Malgré la consommation de trésorerie, le moteur de revenus d'OpenAI tourne à plein régime. La division grand public reste le joyau de la couronne, avec des projections de 150 milliards de dollars d'ici 2030. Cependant, l'entreprise se diversifie agressivement :
Cette diversification est essentielle. Compter uniquement sur des abonnements à 20 $/mois est insuffisant pour couvrir les dépenses d'investissement requises pour des clusters de centaines de milliers de GPU H100 (et des générations futures).
Les prévisions révisées placent OpenAI dans une position précaire par rapport à ses concurrents. Anthropic, son principal rival fondé par d'anciens chercheurs d'OpenAI, viserait un point d'équilibre dès 2028. Si Anthropic peut atteindre des performances de modèle comparables avec une structure de coûts plus durable, elle pourrait contester la domination d'OpenAI non seulement en termes de technologie, mais aussi d'attractivité pour les investissements.
OpenAI négocie actuellement un tour de table dépassant les 100 milliards de dollars sur la base d'une valorisation d'environ 750 milliards de dollars. Alors que des soutiens comme SoftBank et Microsoft semblent engagés, le calendrier étendu vers la rentabilité augmente la pression sur Sam Altman et son équipe pour fournir des capacités d'IA de « niveau divin » justifiant de telles dépenses.
La décision d'OpenAI d'augmenter ses prévisions de consommation de trésorerie de 111 milliards de dollars est une déclaration d'intention. Cela signale que l'entreprise ne considère pas l'ère actuelle comme un moment de consolidation, mais comme une fenêtre pour capturer agressivement l'avenir de l'informatique, quel qu'en soit le coût.

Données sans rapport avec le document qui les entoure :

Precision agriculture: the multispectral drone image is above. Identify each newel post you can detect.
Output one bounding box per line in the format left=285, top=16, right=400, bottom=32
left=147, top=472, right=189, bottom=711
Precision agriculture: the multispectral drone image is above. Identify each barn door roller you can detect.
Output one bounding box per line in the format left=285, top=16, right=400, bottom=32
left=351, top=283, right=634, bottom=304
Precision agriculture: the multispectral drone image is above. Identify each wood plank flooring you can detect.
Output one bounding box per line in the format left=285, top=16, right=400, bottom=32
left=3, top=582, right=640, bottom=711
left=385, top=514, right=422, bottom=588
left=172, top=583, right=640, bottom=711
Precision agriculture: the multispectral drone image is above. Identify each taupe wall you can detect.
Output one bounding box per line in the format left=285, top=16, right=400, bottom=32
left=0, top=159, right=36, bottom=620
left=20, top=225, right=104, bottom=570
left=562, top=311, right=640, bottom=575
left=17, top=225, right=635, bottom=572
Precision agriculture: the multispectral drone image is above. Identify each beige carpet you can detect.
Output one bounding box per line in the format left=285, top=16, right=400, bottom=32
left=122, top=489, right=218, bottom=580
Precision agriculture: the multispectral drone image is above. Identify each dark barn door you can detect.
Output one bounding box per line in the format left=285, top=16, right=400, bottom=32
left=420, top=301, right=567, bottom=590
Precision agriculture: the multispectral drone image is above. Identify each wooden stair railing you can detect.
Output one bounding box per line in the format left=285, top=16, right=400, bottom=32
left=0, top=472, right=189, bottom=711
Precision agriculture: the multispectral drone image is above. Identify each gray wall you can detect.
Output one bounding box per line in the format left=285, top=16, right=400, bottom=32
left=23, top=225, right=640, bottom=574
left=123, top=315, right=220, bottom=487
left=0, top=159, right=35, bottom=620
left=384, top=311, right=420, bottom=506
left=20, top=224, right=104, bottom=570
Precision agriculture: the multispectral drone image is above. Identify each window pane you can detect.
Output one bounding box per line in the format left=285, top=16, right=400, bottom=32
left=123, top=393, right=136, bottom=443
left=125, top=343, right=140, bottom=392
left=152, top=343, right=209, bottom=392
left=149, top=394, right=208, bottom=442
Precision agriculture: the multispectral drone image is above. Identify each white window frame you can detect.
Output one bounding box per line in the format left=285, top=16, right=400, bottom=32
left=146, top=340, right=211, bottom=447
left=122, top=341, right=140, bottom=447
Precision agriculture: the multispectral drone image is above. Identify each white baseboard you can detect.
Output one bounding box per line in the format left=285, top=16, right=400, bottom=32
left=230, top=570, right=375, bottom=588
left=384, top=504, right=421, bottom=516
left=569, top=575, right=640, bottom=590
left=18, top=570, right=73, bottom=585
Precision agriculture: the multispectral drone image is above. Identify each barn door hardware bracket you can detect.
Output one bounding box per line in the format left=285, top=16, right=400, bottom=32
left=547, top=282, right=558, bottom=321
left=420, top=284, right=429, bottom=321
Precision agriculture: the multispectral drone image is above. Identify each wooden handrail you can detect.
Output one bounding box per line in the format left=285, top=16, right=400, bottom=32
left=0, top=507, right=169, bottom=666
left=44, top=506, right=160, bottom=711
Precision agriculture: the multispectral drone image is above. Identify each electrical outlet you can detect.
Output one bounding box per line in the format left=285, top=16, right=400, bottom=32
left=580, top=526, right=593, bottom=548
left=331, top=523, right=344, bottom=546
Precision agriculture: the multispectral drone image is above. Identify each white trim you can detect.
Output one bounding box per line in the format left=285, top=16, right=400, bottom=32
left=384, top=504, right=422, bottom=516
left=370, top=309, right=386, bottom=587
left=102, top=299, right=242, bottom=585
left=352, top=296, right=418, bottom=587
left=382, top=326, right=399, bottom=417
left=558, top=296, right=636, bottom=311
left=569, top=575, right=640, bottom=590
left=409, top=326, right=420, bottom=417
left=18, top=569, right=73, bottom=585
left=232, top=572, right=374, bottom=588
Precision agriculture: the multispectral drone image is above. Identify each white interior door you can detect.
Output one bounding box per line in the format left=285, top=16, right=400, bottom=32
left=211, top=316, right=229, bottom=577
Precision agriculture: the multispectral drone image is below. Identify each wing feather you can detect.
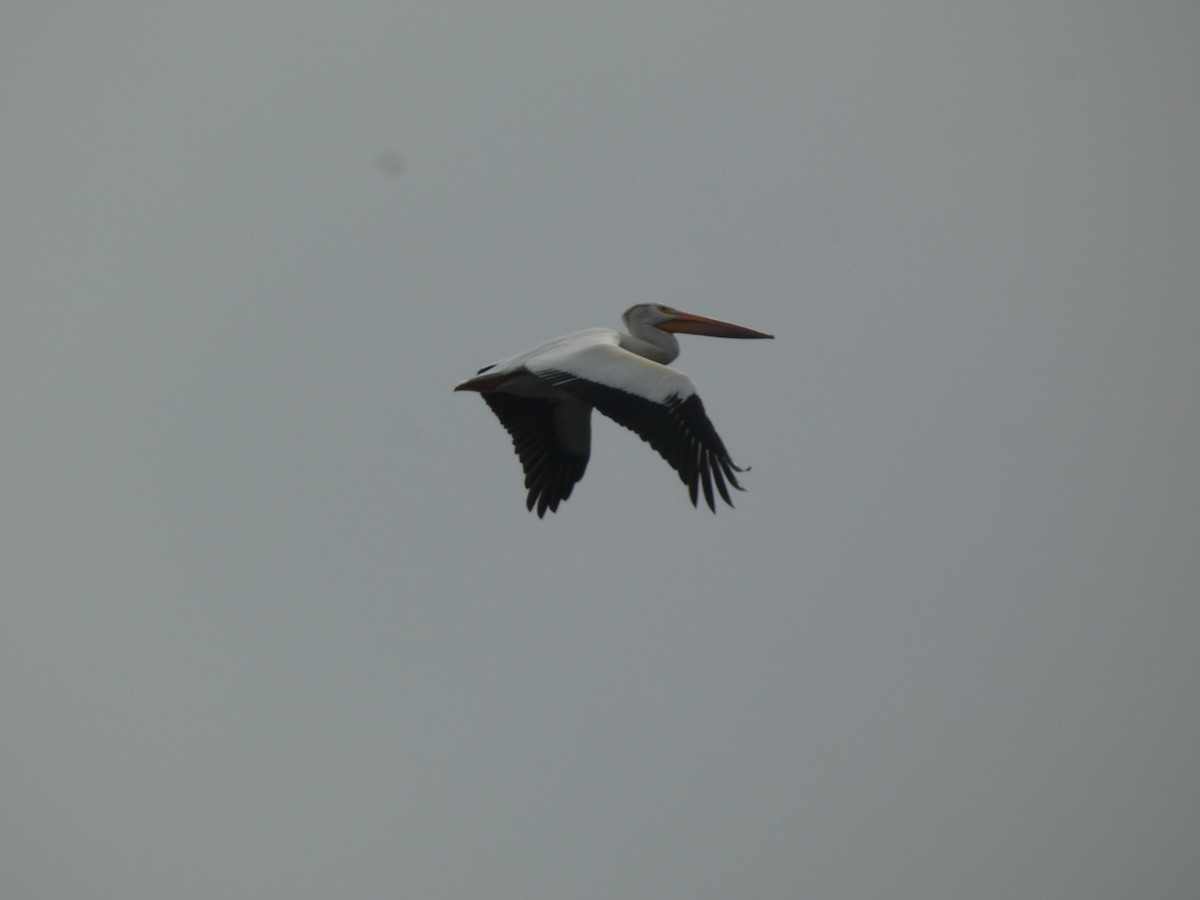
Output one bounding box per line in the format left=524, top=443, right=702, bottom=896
left=481, top=391, right=592, bottom=518
left=530, top=342, right=745, bottom=512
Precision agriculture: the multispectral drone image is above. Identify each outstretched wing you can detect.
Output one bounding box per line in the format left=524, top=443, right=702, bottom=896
left=530, top=342, right=744, bottom=512
left=480, top=391, right=592, bottom=518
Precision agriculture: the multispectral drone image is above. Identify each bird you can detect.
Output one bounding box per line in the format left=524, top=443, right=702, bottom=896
left=455, top=304, right=774, bottom=518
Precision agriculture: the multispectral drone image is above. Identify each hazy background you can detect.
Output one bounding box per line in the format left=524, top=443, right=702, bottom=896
left=0, top=0, right=1200, bottom=900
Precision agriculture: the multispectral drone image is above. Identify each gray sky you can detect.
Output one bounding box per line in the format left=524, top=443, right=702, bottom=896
left=0, top=0, right=1200, bottom=900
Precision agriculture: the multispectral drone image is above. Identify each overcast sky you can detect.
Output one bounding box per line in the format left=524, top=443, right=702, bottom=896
left=0, top=0, right=1200, bottom=900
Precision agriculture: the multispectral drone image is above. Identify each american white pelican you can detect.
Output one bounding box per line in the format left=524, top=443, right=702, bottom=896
left=455, top=304, right=774, bottom=517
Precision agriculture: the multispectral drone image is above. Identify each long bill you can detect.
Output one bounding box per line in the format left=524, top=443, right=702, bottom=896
left=658, top=311, right=774, bottom=337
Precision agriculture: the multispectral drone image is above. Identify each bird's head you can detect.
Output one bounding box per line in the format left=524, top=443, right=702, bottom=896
left=620, top=304, right=774, bottom=337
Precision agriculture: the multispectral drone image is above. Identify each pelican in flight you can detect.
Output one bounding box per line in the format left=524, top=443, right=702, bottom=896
left=455, top=304, right=774, bottom=517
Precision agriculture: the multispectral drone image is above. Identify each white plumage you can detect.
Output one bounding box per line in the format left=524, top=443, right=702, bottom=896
left=455, top=304, right=772, bottom=516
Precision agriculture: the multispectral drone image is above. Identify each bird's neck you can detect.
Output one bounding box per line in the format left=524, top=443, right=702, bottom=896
left=620, top=328, right=679, bottom=366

Pour l'écosystème plus large de l'IA, cela soulève des questions fondamentales sur la durabilité. Si le leader du marché a besoin de près de trois quarts de billion de dollars pour atteindre un flux de trésorerie positif, la barrière à l'entrée pour les nouvelles entreprises de modèles de fondation est sans doute devenue insurmontable. L'industrie est témoin d'une consolidation où seuls ceux qui ont accès à un capital de niveau souverain peuvent se permettre de rester dans la course.
À l'horizon 2030, le succès de ce pari dépendra de deux facteurs : si l'Intelligence Artificielle Générale (Artificial General Intelligence) peut être atteinte, et si elle peut générer de la valeur plus rapidement que les fournaises de l'inférence ne peuvent consumer de la trésorerie.